Mutebi was registered under a venture Partnered between United Nation’s Children’s Fund (UNICEF), Uganda Telecom (UTL), URBS and Mulago hospital. Under the programme, all babies born in Mulago after Sept 14 will get instant birth registration details and walk out the hospital with their birth certificate.
Mulago was chosen as the pilot project before extending the service to other hospitals and health centres across the country because it records the highest births in one facility in Uganda; 30,000 births out of the 1.5 million births annually.
Though registration of children gives one a sense of identity and belonging, many Ugandans have not enjoyed that right. Over 79 percent of the children below the age of five are not registered.

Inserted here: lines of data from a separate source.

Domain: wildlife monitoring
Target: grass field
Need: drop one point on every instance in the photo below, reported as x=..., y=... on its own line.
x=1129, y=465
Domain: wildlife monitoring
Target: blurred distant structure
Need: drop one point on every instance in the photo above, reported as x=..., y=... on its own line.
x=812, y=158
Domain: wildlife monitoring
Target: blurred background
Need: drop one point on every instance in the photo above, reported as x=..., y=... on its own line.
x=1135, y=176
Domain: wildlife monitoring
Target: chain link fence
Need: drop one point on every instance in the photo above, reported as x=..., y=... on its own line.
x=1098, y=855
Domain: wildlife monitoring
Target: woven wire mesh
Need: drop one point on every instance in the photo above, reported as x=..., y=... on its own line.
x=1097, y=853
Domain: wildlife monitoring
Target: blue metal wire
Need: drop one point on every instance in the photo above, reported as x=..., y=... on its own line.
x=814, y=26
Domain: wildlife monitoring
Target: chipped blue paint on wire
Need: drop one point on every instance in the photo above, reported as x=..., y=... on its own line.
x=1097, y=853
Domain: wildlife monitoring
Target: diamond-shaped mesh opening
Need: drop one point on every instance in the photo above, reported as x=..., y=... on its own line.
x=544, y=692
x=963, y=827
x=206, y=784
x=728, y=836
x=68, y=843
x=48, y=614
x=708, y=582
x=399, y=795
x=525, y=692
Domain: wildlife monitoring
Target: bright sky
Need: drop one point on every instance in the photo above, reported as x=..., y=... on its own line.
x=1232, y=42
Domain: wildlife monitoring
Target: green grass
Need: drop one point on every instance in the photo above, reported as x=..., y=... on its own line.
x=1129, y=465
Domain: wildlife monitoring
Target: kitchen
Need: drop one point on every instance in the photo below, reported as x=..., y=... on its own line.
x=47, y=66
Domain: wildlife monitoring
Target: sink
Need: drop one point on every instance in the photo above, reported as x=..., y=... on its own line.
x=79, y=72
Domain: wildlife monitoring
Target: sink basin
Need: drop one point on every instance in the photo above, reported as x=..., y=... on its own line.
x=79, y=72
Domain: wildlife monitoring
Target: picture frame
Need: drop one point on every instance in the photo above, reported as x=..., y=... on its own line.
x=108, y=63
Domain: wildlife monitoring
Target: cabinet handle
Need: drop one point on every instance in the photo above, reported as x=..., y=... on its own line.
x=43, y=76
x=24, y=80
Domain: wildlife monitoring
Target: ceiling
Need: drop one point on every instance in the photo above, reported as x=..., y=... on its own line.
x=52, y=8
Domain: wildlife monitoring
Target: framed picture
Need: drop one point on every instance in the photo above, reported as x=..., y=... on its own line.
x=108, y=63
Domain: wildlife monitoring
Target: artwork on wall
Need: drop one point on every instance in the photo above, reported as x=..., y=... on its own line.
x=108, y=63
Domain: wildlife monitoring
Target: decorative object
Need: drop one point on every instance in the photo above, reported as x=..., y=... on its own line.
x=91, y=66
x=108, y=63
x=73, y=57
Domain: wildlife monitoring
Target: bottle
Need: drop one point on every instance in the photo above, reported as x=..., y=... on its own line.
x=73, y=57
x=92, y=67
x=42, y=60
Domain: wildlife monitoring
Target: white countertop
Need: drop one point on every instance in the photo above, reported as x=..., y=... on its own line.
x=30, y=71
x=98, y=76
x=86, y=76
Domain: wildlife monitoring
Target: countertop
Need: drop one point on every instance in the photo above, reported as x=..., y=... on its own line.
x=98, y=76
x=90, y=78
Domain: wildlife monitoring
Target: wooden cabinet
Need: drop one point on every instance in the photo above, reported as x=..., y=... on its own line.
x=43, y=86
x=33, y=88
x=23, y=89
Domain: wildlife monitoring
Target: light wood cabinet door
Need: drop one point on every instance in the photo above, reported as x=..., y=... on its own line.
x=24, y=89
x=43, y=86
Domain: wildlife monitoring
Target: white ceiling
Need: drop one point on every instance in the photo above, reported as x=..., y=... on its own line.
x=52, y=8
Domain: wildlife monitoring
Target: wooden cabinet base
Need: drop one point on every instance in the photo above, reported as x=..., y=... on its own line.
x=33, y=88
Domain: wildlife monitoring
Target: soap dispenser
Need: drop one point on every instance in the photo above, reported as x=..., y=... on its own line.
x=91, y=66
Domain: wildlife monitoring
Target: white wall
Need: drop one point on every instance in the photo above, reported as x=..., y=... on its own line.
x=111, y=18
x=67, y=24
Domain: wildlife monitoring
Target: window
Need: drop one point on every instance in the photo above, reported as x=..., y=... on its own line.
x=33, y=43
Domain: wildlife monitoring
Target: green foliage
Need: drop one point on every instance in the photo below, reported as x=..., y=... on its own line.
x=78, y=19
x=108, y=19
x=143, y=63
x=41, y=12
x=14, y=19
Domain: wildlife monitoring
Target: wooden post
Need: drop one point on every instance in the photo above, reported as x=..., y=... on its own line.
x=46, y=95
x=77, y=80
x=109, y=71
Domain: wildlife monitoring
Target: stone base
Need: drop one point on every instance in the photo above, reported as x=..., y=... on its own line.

Most parents either are not aware of the need for a birth certificate, cannot afford the Shs 20,000 for the birth certificate, or unable to endure the long trips to the registration bureau in Kampala.
The new system intends to ensure that information on births and deaths is captured and transmitted via mobile phone under a Mobile Vital Records System. It will cover births and death in and out of the medical health system from the community and from hospitals and store it in a cenral government server.
Children born in hospitals will be able to receive their birth certificates within three months after birth at a cost of Shs 1000 for the short certificates and Shs 7000 for the long certificates which go for Shs 20,000 at the URSB Kampala offices. Certificates for rural based clients will be collected from their sub-counties administration offices.
“Every detail will be saved on the computer unlike before where information was saved manually in files which could be easily destroyed. Here we will keep track of all the information which can be retrieved anytime when one wants it,” says David Nuwamanya, the Assistant Commissioner for support Services at Mulago Hospital.
May Anyabolu, the Deputy UNICEF Country Representative says a globalised world dictates that one has identity which cannot be possible if such systems which capture important details are not in place.
“A child who is not registered is at a disadvantage because he/she lacks identity yet the law requires that children are registered and have an identity,” she says.
She applauded URBS for the initiative because it will be the first in its kind in Sub-Saharan Africa and hoped it will increase Birth Registration for children under 5 years from 21 percent today to 80 percent by 2014.
Though birth registration, according to the United Nations Convention on the Rights of the Child (CRC), is the starting point for the official recognition and protection of every child’s fundamental right to identity and existence, it has been greatly ignored. In Uganda, only one out of every child born is registered and in sub-Saharan Africa, 64 percent of the children have not been registered according to the UNICEF.
Denis Paul Kavuma, the Corporate and Small Medium Enterprise Business Manager at UTL says since accessing this data has been a major challenge, UTL decided to partner with UNICEF as a Social Corporate Responsibility.
He said it will help government collect statistics of people especially now that census is near. “The system will also help government to plan better and monitor national population statistics since the information will be easily accessible with an automated system.
Anthony Ojuk Oyuk the Head of Civil Registration at URSB says registration of births and deaths has been hampered by limited funding, low levels of awareness among the users who never followed up to process their birth certificates, the cost involved in processing a certificate especially if one has to travel from the rural area to Kampala, and the lack of registration materials at all health centres. He says the digital registration will be quicker and cheaper.
Nalwanga Rebecca Balwana, an advocate for children’s rights and also the Woman MP for Luweero District says having a national birth and death registration system will help enforce minimum age requirements for labour, marriage, and child protection.